沈闲听到这个久违的称呼,笑道:“阁主慢些。”随后,他朝站在日光影子里的晏顷迟微颔首。
没了昨日的剑拔弩张,乍相对,晏顷迟却仿佛失语,半晌没说一个字,他的身量比沈闲要再高些,从沈闲这个角度看去,他的眼神晦暗而幽深,有着不同于昨夜的阴郁。
那望过来的一眼,显然没藏压住戾意。
沈闲瞧出来了,但是也什么都没说,他对萧衍说道:“我方才去给阁里弟子交代事情了,这两陪你去宗玄剑派,阁里也得有人照应。”
“嗯。”萧衍和他一并下楼去了。
晏顷迟仍旧静立在原地,白色的袍子浴在日光的影子里,像是老旧昏黄的残影,孤零零的。
*
作者有话要说:
晏狗你再不努力,老婆就要跟人跑了(亲妈语传来重心长的叹息)
第059章 亲吻(修改了内容)
贺云升来到此处的时候, 晏顷迟还站在二楼,望着楼下兀自出神。
朱红的木门敞开着,外头街道上吆喝声此起彼伏, 是人间嘈杂, 热闹的烟火气,一扇门内, 是人潮退散后的冷清。

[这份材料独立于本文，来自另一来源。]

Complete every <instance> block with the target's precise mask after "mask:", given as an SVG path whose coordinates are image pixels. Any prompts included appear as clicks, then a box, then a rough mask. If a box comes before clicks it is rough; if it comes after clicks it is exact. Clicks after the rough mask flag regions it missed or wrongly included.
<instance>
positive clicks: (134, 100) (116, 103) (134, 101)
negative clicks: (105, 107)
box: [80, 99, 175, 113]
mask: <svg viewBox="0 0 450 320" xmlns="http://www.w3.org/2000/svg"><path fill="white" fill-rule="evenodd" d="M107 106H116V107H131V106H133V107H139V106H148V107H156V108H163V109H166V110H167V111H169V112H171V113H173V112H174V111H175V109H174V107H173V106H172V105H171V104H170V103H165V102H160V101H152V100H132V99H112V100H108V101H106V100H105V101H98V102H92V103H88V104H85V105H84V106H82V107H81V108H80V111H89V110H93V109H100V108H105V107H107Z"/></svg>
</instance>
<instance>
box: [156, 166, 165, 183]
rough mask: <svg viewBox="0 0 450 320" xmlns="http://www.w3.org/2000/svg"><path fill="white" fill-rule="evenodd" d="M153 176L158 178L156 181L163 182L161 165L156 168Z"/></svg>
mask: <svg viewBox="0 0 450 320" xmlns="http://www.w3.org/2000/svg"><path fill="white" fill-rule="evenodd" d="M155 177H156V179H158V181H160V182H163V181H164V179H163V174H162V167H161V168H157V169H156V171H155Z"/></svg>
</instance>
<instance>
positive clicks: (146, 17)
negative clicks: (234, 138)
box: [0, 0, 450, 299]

客栈里的弟子早在昨夜便悄声回去了, 免得惊动周青裴, 只余下心腹几人, 在楼下等待吩咐。
晏顷迟静立于此, 眼前还像是还热闹着,满座衣冠淡去,沉浮的日光里,立着一个人,将他囚于樊笼经年的心上人。
他稍稍闭目,神思立即如坠深海, 幽暗无边的胧光中, 垂落着一条巨大的金索, 金索上贯穿了一个人。
他被贯穿胸膛的金索束缚住, 飘在浩瀚的水波里, 血泯灭在无望深海,如墨般浸染开, 重重叠叠的记忆累积在一起,似默片般在眼前映放,快要压溃他的识海。
晏顷迟被围困在这里抽不出身, 只觉得头痛欲裂, 浑身似是被勉强拼凑在一起的, 痛得他喘不过气,他抬起手,想要触碰这金索,然而还未碰上 ,凭空中陡然窜出一束幽蓝的火光!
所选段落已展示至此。